China invested three times more in chip development over a decade than the United States
China spends almost three‑quarters of what the United States invests in chips
According to a study by the U.S. Center for Strategic and International Studies (CSIS), from 2014 to 2023 China invested about $142 billion in developing its semiconductor industry. That is nearly thirteen times more than the amount spent by American authorities—$39 billion over the same period.
What this means for the global stage
Such large investments have allowed Beijing not only to expand its real production capacity but also to strengthen its influence in international affairs. CSIS analysts advised other countries to respond pragmatically to mitigate potential negative consequences from an expanding technological gap.
Countries’ positions by investment volume:
| Country | Investments (billion $) |
|---|---|
| China | 142 |
| South Korea | 55 |
| Europe | 47 |
| Japan | 17.5 |
| Taiwan | 16 |
It is important to note that during the study period large U.S. programs—the CHIPS Act—and part of China’s “Great Fund III,” which ultimately raised about $47.5 billion, were not included.
Why China remains lagging for now
Despite massive investments, data from the Semiconductor Industry Association (SIA) for 2025 show that American chip manufacturers hold a 50% share of the global market, while Chinese firms account for only 4.5%.

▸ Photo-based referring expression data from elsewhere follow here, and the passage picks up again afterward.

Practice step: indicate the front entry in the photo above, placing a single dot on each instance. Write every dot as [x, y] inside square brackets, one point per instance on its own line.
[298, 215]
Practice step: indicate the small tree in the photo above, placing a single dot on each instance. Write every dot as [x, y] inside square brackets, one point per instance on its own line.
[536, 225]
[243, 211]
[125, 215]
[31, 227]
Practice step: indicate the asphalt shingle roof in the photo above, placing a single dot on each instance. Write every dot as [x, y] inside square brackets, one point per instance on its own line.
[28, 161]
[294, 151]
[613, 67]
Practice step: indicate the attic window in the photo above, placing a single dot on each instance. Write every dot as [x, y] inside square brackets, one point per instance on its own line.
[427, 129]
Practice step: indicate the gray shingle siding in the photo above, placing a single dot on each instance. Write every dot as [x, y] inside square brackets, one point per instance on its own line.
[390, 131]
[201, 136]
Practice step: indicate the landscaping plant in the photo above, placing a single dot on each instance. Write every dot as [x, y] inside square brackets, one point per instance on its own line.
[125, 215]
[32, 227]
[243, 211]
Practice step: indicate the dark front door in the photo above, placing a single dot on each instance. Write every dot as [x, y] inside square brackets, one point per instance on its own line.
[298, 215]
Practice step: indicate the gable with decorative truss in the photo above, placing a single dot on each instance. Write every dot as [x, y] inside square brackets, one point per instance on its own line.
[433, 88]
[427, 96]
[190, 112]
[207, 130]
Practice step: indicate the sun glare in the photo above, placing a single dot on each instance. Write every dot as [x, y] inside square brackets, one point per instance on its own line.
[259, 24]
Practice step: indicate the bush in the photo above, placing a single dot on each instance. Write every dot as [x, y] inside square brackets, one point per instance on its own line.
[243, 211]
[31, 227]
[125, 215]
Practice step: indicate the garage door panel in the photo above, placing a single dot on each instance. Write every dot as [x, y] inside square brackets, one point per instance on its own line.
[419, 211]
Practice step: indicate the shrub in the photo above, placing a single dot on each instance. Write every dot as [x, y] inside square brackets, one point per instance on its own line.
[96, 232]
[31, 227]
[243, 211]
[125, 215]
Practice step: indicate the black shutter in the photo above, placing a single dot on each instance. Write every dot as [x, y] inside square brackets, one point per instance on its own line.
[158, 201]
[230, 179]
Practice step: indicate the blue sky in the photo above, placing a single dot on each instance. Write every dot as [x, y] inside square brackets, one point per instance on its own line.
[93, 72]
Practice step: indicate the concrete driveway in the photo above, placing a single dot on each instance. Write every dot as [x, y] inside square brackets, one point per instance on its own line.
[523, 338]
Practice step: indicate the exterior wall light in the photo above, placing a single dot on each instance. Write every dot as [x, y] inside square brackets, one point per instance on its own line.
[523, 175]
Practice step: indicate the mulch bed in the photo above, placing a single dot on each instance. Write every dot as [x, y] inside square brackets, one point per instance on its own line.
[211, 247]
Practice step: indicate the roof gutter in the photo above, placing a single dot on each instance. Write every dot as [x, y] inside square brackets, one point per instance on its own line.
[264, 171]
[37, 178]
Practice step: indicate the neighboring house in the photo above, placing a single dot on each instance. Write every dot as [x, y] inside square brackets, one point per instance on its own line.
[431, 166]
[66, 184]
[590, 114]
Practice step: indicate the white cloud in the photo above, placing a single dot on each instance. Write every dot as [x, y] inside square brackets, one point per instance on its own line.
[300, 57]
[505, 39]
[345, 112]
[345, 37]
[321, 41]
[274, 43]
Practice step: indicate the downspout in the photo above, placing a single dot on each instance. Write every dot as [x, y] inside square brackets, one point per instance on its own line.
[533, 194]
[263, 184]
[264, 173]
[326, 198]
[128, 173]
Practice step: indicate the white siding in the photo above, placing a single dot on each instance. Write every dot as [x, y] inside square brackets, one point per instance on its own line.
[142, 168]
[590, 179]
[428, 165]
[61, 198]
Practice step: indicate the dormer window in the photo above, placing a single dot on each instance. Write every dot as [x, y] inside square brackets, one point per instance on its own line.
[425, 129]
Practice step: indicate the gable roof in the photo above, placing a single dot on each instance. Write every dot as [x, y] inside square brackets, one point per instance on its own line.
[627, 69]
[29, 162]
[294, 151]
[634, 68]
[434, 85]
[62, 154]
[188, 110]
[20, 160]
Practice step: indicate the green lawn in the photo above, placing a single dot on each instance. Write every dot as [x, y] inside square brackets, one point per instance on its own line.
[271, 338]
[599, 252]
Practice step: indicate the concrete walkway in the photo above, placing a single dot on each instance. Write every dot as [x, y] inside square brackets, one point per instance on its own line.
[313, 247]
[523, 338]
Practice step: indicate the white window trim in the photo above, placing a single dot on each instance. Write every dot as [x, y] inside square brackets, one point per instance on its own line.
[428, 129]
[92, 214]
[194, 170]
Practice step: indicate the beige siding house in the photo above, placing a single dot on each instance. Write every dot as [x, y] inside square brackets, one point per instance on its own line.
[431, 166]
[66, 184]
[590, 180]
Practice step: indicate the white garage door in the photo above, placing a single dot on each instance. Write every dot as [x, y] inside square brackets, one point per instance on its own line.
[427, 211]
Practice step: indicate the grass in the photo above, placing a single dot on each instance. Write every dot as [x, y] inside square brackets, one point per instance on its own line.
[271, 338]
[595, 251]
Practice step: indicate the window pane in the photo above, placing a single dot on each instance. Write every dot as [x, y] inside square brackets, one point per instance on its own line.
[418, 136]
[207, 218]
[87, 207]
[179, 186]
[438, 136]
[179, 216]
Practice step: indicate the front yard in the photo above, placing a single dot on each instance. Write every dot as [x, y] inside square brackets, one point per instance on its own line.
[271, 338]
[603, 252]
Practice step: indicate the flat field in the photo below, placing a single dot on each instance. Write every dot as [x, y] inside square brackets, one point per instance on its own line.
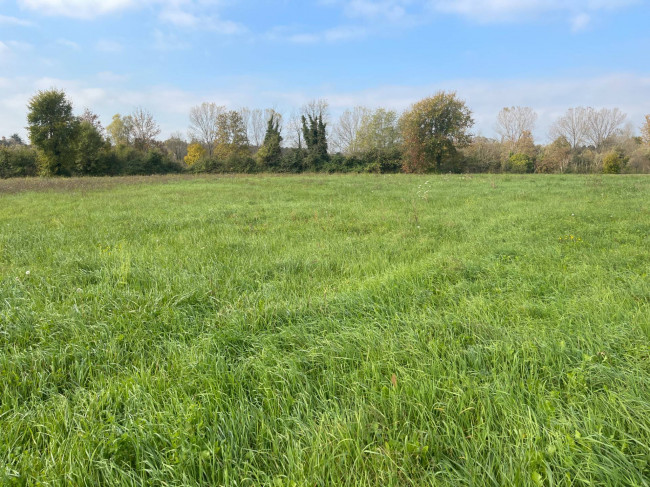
[325, 330]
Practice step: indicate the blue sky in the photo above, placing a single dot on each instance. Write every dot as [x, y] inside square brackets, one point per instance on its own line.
[168, 55]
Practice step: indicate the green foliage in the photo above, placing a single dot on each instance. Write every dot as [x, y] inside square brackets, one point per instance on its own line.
[314, 132]
[519, 163]
[432, 131]
[232, 140]
[378, 132]
[355, 330]
[269, 156]
[18, 161]
[195, 152]
[120, 130]
[92, 152]
[613, 163]
[53, 130]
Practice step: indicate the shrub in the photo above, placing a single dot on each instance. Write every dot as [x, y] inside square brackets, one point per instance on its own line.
[519, 163]
[613, 163]
[18, 161]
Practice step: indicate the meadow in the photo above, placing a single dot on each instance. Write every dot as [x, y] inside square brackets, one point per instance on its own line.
[315, 330]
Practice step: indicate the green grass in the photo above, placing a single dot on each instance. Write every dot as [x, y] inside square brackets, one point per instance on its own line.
[326, 330]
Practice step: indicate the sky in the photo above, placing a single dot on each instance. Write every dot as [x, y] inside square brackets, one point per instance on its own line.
[112, 56]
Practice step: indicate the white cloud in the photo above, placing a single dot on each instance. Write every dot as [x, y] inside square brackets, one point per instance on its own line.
[580, 22]
[336, 34]
[499, 10]
[110, 46]
[180, 13]
[81, 9]
[8, 20]
[407, 12]
[69, 44]
[107, 95]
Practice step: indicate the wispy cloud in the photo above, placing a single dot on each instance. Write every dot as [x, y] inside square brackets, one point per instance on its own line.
[194, 14]
[110, 46]
[512, 10]
[8, 20]
[550, 98]
[69, 44]
[336, 34]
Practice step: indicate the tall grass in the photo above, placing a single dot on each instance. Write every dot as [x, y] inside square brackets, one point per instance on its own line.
[326, 330]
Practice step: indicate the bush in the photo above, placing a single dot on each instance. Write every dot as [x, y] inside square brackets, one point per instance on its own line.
[18, 161]
[520, 164]
[613, 163]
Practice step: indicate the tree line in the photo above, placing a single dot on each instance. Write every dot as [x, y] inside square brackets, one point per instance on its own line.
[433, 135]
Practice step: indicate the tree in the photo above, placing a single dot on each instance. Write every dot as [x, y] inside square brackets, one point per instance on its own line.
[346, 130]
[645, 130]
[256, 121]
[556, 156]
[176, 146]
[294, 131]
[270, 154]
[432, 130]
[52, 129]
[378, 130]
[204, 122]
[232, 139]
[91, 156]
[603, 124]
[120, 130]
[144, 129]
[514, 122]
[572, 126]
[613, 162]
[195, 152]
[314, 131]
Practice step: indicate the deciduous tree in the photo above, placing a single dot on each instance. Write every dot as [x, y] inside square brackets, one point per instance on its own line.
[144, 129]
[645, 130]
[204, 124]
[195, 152]
[572, 126]
[603, 124]
[52, 129]
[432, 131]
[514, 122]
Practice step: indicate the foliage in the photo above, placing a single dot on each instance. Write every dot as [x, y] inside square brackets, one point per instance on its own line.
[52, 129]
[120, 130]
[378, 131]
[316, 330]
[269, 156]
[556, 157]
[176, 147]
[645, 130]
[314, 131]
[232, 139]
[18, 161]
[92, 151]
[195, 152]
[432, 131]
[483, 155]
[519, 163]
[144, 129]
[613, 163]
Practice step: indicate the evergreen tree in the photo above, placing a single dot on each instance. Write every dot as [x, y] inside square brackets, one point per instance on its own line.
[270, 154]
[315, 135]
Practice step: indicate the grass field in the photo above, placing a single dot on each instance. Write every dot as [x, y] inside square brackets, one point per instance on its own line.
[325, 330]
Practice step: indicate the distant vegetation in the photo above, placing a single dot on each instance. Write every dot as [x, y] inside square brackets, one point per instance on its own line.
[433, 135]
[353, 330]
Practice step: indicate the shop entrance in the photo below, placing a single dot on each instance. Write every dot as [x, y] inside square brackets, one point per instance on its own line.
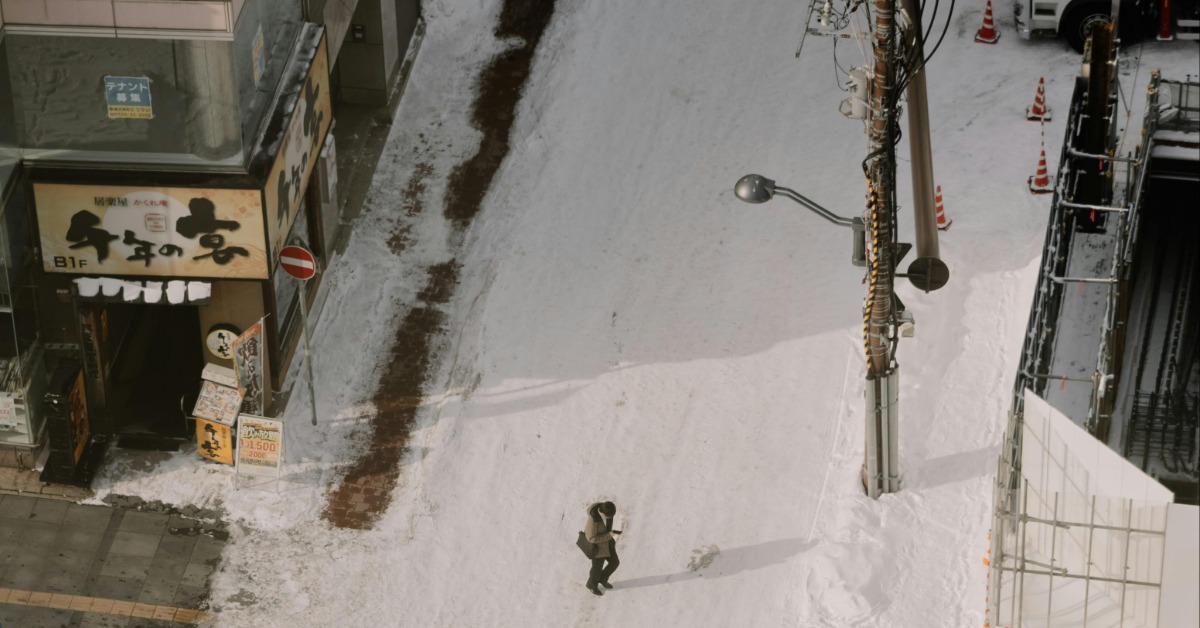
[156, 358]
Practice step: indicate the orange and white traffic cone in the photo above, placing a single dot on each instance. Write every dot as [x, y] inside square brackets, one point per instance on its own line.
[988, 33]
[1039, 111]
[1039, 184]
[942, 222]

Among contract fabs, the third largest is SMIC with 6% of the market by mid‑2025, trailing leaders TSMC and Samsung.
SMIC’s yield rates on 5 nm (20%) and 7 nm (46%) process nodes are significantly lower than competitors: Intel, Samsung, and TSMC operate at 2 nm and achieve up to 90% output efficiency.
China lacks access to key EUV lithography equipment from ASML, and attempts to develop reverse‑engineered solutions have so far been unsuccessful—no EUV‑based chip has been produced in the country.
Lagging in design enterprises
In the graphics processor market Nvidia holds a 90% share. Chinese equivalents (Huawei Ascend, Alibaba T‑Head, Cambricon, Moore Threads) lag in performance.
Meanwhile U.S. companies invest an average of 17.7% of revenue in R&D, whereas Chinese firms invest only 9.2%.
The “Great Fund III” program launched in 2024 aims to narrow this gap, but analysts believe that without changes to U.S. sanction policy and increased spending on research and development the situation will remain unchanged: China will continue to catch up with leaders but will not be able to close the technological deficit quickly.